Designer. Developer. Charity insider.

Most agencies design websites for charities. I've actually worked inside one.

Portrait photo of James Beston

I spent several years at Calibre Audio as their events officer, marketing team member, and eventually web developer. I've sat in the funding meetings. I've worked with volunteers. I've explained to trustees why the website needs updating when the money could go to frontline services.

That experience changed how I work. I understand that your budget isn't just tight — it's accountable. Every pound you spend with me is a pound you're not spending on the people you exist to help. That's a responsibility I take seriously.

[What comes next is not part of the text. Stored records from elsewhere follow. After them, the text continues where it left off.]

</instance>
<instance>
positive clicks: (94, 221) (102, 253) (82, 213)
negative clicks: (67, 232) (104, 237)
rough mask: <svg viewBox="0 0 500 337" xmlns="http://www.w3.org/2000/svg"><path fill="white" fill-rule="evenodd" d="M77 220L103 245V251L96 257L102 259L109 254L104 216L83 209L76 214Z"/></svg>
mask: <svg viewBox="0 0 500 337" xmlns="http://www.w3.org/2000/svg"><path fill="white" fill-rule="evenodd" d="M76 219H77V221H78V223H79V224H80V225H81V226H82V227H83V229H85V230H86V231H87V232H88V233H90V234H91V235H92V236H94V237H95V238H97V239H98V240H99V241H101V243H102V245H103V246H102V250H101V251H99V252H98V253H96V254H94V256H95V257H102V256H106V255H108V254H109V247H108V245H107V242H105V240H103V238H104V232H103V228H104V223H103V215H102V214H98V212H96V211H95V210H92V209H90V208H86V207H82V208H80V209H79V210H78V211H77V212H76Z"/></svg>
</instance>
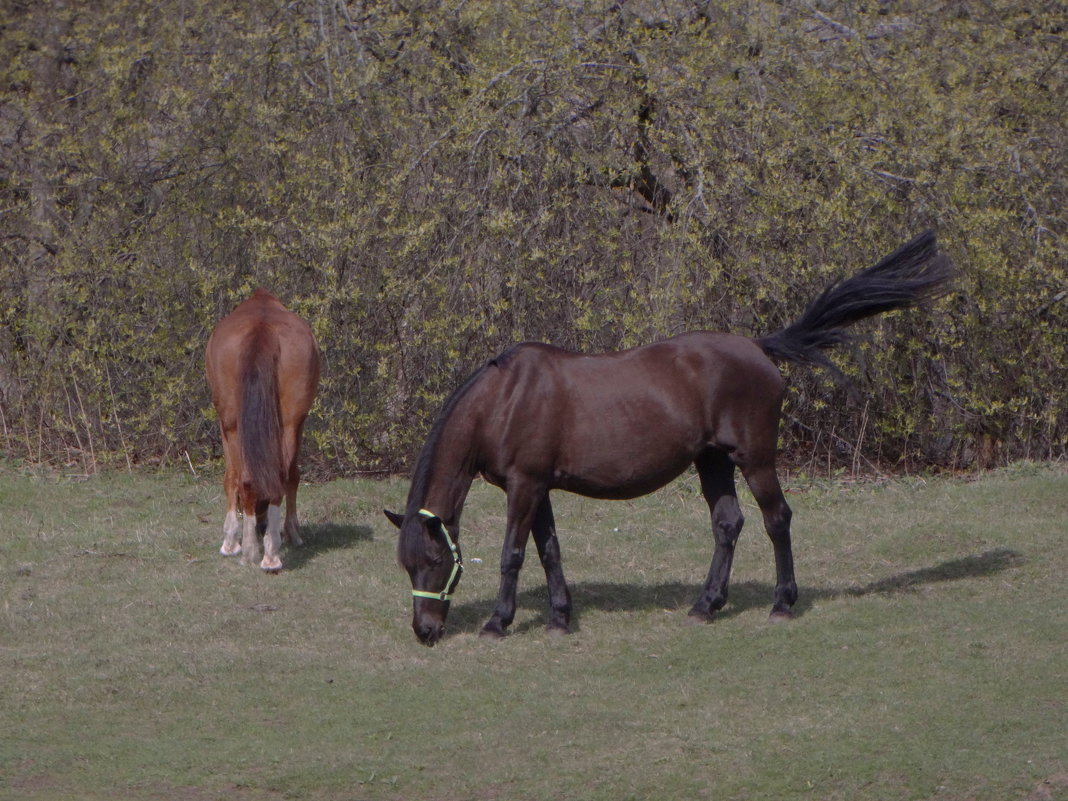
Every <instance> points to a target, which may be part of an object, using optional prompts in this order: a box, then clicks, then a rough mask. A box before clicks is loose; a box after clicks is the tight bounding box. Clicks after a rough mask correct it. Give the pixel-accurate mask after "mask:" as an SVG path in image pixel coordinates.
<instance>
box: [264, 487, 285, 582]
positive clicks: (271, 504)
mask: <svg viewBox="0 0 1068 801" xmlns="http://www.w3.org/2000/svg"><path fill="white" fill-rule="evenodd" d="M279 501H280V502H279V503H278V504H274V503H271V504H268V506H267V529H266V531H264V557H263V561H262V562H261V563H260V567H262V568H263V569H264V570H267V571H268V572H277V571H278V570H281V569H282V557H281V556H280V555H279V551H280V550H281V548H282V505H281V499H279Z"/></svg>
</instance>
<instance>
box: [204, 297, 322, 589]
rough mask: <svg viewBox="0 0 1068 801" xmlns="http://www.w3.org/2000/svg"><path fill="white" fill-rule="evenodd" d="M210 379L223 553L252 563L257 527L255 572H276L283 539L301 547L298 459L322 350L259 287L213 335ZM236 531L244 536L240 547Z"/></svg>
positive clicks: (300, 320) (209, 379)
mask: <svg viewBox="0 0 1068 801" xmlns="http://www.w3.org/2000/svg"><path fill="white" fill-rule="evenodd" d="M207 380H208V383H209V384H210V386H211V400H213V403H214V404H215V408H216V411H217V412H218V414H219V428H220V430H221V431H222V450H223V454H224V455H225V459H226V472H225V475H224V477H223V488H224V490H225V492H226V519H225V521H224V522H223V524H222V532H223V539H222V548H221V549H220V551H221V552H222V553H223V554H224V555H226V556H233V555H235V554H238V553H240V554H241V561H242V562H247V563H253V562H255V561H256V560H257V559H258V557H260V544H258V540H257V538H256V534H257V529H258V531H261V532H263V534H264V557H263V561H262V562H261V563H260V566H261V567H262V568H263V569H264V570H268V571H276V570H280V569H281V568H282V560H281V557H280V556H279V549H280V547H281V539H282V537H284V538H285V540H286V541H287V543H292V544H293V545H301V539H300V532H299V523H298V521H297V485H298V484H299V482H300V472H299V470H298V469H297V455H298V452H299V451H300V435H301V431H302V430H303V427H304V419H305V418H307V417H308V410H309V409H310V408H311V406H312V400H313V399H314V398H315V390H316V388H317V386H318V382H319V347H318V345H317V344H316V343H315V337H314V336H313V335H312V329H311V328H309V327H308V324H307V323H304V321H303V320H302V319H301V318H300V317H298V316H297V315H296V314H294V313H293V312H290V311H288V310H287V309H286V308H285V307H284V305H282V303H281V302H280V301H279V300H278V298H276V297H273V296H272V295H271V294H270V293H267V292H265V290H264V289H256V290H255V292H254V293H252V296H251V297H250V298H249V299H248V300H246V301H244V302H242V303H240V304H239V305H238V307H237V308H236V309H235V310H234V311H233V312H231V313H230V314H229V315H227V316H226V317H224V318H223V319H222V321H221V323H219V325H218V326H217V327H216V329H215V331H214V332H213V333H211V337H210V339H209V340H208V343H207ZM283 497H284V498H285V527H284V528H283V527H282V498H283ZM239 514H240V515H244V525H242V524H241V522H239V520H238V515H239ZM238 531H242V536H241V541H240V543H238V540H237V534H238Z"/></svg>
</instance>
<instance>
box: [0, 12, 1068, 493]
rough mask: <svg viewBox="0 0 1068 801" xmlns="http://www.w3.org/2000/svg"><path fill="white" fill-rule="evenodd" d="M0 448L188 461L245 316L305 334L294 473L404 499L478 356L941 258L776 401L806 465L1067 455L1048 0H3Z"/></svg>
mask: <svg viewBox="0 0 1068 801" xmlns="http://www.w3.org/2000/svg"><path fill="white" fill-rule="evenodd" d="M0 9H2V12H0V14H2V16H0V449H2V450H3V451H6V452H7V453H9V454H11V455H16V456H20V457H23V458H29V459H32V460H34V461H37V462H52V464H56V462H61V464H72V462H73V464H77V465H80V466H82V467H83V468H84V469H85V470H87V471H92V470H94V469H95V468H96V467H97V466H98V465H107V464H112V465H114V464H119V465H123V464H127V465H133V464H138V462H158V461H163V462H174V461H175V460H179V459H180V460H185V459H189V460H190V461H194V462H198V464H200V462H202V461H203V460H204V459H208V458H211V457H213V456H215V455H217V454H218V443H217V436H216V434H215V429H214V423H213V419H211V414H210V411H209V403H208V395H207V391H206V387H205V381H204V379H203V373H202V352H203V347H204V344H205V342H206V339H207V334H208V332H209V331H210V329H211V327H213V326H214V324H215V323H216V321H217V320H218V319H219V318H220V317H221V316H222V315H223V314H224V313H225V312H226V311H229V310H230V309H231V308H232V307H233V305H235V304H236V303H237V302H238V301H239V300H241V299H242V298H244V297H245V296H246V295H247V294H248V293H249V292H250V290H251V289H252V288H253V287H255V286H261V285H262V286H265V287H267V288H269V289H270V290H272V292H273V293H276V294H277V295H279V296H280V297H281V298H282V299H283V300H284V301H285V302H286V303H287V304H289V305H290V308H293V309H294V310H295V311H297V312H298V313H300V314H302V315H303V316H305V317H307V318H308V319H309V320H310V321H311V324H312V325H313V327H314V329H315V332H316V334H317V335H318V337H319V340H320V343H321V345H323V348H324V351H325V359H326V364H325V379H324V382H323V389H321V395H320V398H319V402H318V404H317V408H316V410H315V412H314V420H313V421H312V423H311V428H310V437H309V442H308V451H309V459H308V460H309V461H310V462H311V464H312V465H313V466H317V467H318V468H319V469H320V470H321V471H324V472H331V473H339V472H340V473H352V472H357V471H390V470H396V469H400V468H404V467H405V466H406V465H407V462H408V460H409V458H410V456H411V455H412V453H413V451H414V450H415V449H417V447H418V445H419V443H420V441H421V439H422V437H423V435H424V433H425V430H426V427H427V424H428V420H429V418H430V417H431V415H433V414H434V413H435V411H436V409H437V408H438V405H439V404H440V402H441V400H442V398H443V396H444V395H445V394H446V393H447V392H449V391H451V390H452V389H453V388H454V387H455V386H456V384H457V383H458V382H459V381H460V380H461V378H462V377H464V376H465V375H466V374H468V373H469V372H470V371H472V370H473V368H474V367H476V366H477V365H478V364H480V363H481V362H483V361H484V360H485V359H487V358H489V357H491V356H492V355H494V354H496V352H498V351H499V350H501V349H502V348H503V347H504V346H506V345H507V344H508V343H511V342H514V341H517V340H523V339H534V340H545V341H551V342H554V343H557V344H561V345H565V346H569V347H575V348H584V349H602V348H604V349H607V348H619V347H626V346H630V345H635V344H640V343H644V342H648V341H651V340H655V339H659V337H663V336H666V335H670V334H673V333H676V332H679V331H682V330H687V329H692V328H711V329H731V330H735V331H739V332H742V333H752V334H761V333H766V332H768V331H770V330H772V329H774V328H776V327H779V326H781V325H782V324H784V323H786V321H788V320H790V319H791V318H792V317H794V316H795V315H796V314H798V312H800V310H801V308H802V307H803V304H804V302H806V300H807V299H808V298H810V297H811V296H812V295H813V294H815V293H816V292H818V290H819V289H821V288H822V287H823V286H824V285H826V284H827V283H828V282H829V281H830V280H832V279H833V278H837V277H841V276H843V274H845V273H847V272H850V271H852V270H854V269H858V268H860V267H863V266H866V265H867V264H870V263H871V262H874V261H875V260H876V258H877V257H879V256H880V255H882V254H883V253H884V252H886V251H889V250H891V249H892V248H894V247H896V246H897V245H898V244H900V242H901V241H904V240H906V239H907V238H909V237H910V236H912V235H913V234H915V233H917V232H918V231H920V230H922V229H924V227H927V226H936V227H937V229H938V230H939V232H940V235H941V237H942V241H943V244H944V247H945V249H946V250H947V251H948V252H949V253H951V255H952V257H953V258H954V261H955V262H956V263H957V265H958V266H959V268H960V271H961V274H960V279H959V281H958V284H957V287H956V290H955V292H954V293H953V295H952V296H951V297H948V298H947V299H945V300H943V301H942V302H941V303H940V304H938V305H937V307H936V308H933V309H931V310H928V311H925V312H915V313H908V314H901V315H897V316H894V317H892V318H888V319H884V320H881V321H879V323H877V324H874V325H869V326H866V327H865V328H864V330H863V336H862V340H861V343H860V346H859V348H858V350H857V352H854V354H851V355H846V356H845V357H843V359H842V364H843V367H844V371H845V373H846V376H847V378H846V380H845V381H835V380H834V379H833V378H831V377H830V376H828V375H826V374H821V373H818V372H814V371H807V370H806V371H792V374H791V375H790V376H789V378H790V382H791V387H792V390H791V393H792V394H791V395H790V398H789V405H788V409H787V415H786V420H787V425H786V426H785V431H784V444H785V447H786V450H787V451H789V452H790V453H791V454H792V455H794V456H795V458H796V459H797V460H799V461H801V462H802V464H812V465H819V466H820V467H821V468H822V467H823V466H824V465H828V466H832V467H834V466H838V465H846V466H849V465H852V466H853V467H857V466H859V465H864V464H865V462H870V464H877V465H886V466H894V465H898V466H906V467H910V466H914V465H917V464H918V465H945V466H951V467H959V466H970V465H975V464H978V465H989V464H995V462H999V461H1003V460H1007V459H1010V458H1016V457H1020V456H1030V457H1035V458H1039V457H1041V458H1048V457H1058V456H1063V455H1064V453H1065V449H1066V443H1068V413H1066V409H1068V336H1066V334H1065V332H1066V329H1068V299H1066V298H1068V267H1066V264H1068V254H1066V245H1065V235H1066V233H1068V224H1066V223H1068V220H1066V218H1065V209H1066V208H1068V192H1066V185H1068V169H1066V167H1068V164H1066V154H1068V146H1066V137H1065V127H1064V120H1065V116H1064V113H1065V112H1064V97H1065V96H1066V95H1068V85H1066V84H1068V81H1066V74H1068V59H1066V45H1065V31H1064V22H1065V20H1064V16H1063V11H1064V9H1063V5H1062V4H1061V3H1058V2H1054V1H1052V0H1048V1H1041V0H1040V1H1039V2H1033V3H1020V2H1018V1H1017V0H984V1H983V2H979V1H978V0H974V1H973V0H945V1H941V2H936V3H933V4H932V3H931V2H918V1H913V0H901V1H900V2H896V1H895V2H890V1H882V0H870V2H861V3H858V2H845V1H841V2H839V1H838V0H816V2H802V1H800V0H797V1H795V0H781V1H780V2H771V1H767V0H738V1H735V2H722V1H714V0H691V1H689V2H684V1H682V0H657V1H656V2H654V1H653V0H649V1H648V2H645V1H643V0H628V1H626V2H607V1H606V2H579V1H578V0H576V1H575V2H571V1H570V0H564V1H563V2H561V1H560V0H494V1H492V2H491V1H488V0H487V1H475V0H412V2H407V3H398V2H387V1H382V2H374V1H371V0H367V1H365V2H360V1H357V2H343V1H342V0H302V1H300V0H298V1H295V2H283V1H282V0H241V1H240V2H226V1H224V0H211V1H210V2H207V1H205V0H154V1H153V2H151V3H148V2H139V1H137V0H107V1H105V0H49V2H31V1H29V0H6V1H5V2H4V3H3V4H2V5H0Z"/></svg>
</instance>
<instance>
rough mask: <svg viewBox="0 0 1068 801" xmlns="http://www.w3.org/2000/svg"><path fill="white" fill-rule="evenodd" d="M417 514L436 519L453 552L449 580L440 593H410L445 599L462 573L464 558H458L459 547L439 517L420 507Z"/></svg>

Before Calibre, I spent fifteen years in brand and print design — the kind where getting the kerning wrong meant an expensive reprint, not a quick CSS fix. I moved into web design through WordPress, then kept going: learning to code properly, building full-stack applications, eventually creating a complete library management system for Calibre from scratch.

It's an unusual path. Most designers don't code. Most developers don't have fifteen years of typography and layout behind them. That combination means I can take a project from first concepts through to a working, accessible website without anything getting lost in translation.


What I'm like to work with

I'm not interested in one-off transactions. I work best with organisations who want an ongoing relationship — someone who gets to know your work properly and sticks around to help it evolve.

That means fewer clients, but better relationships. I'm not juggling dozens of projects and forgetting who you are between emails. When you get in touch, you get me — not an account manager who needs to "check with the team."

I'm based in Norfolk, which has a brilliant charity and arts sector I'm proud to be part of. I work with organisations across the UK, but there's something satisfying about helping the good work happening on your own doorstep.


Why this sector

This isn't just a niche I picked for business reasons. I'm a member of Amnesty International. I support the Center for Countering Digital Hate. I care about LGBTQ+ rights, social justice, and the kind of unglamorous, difficult work that actually changes things.

When I work with a heritage charity or an arts organisation or a social justice campaign, I'm not pretending to be interested. These are the causes I'd be reading about anyway.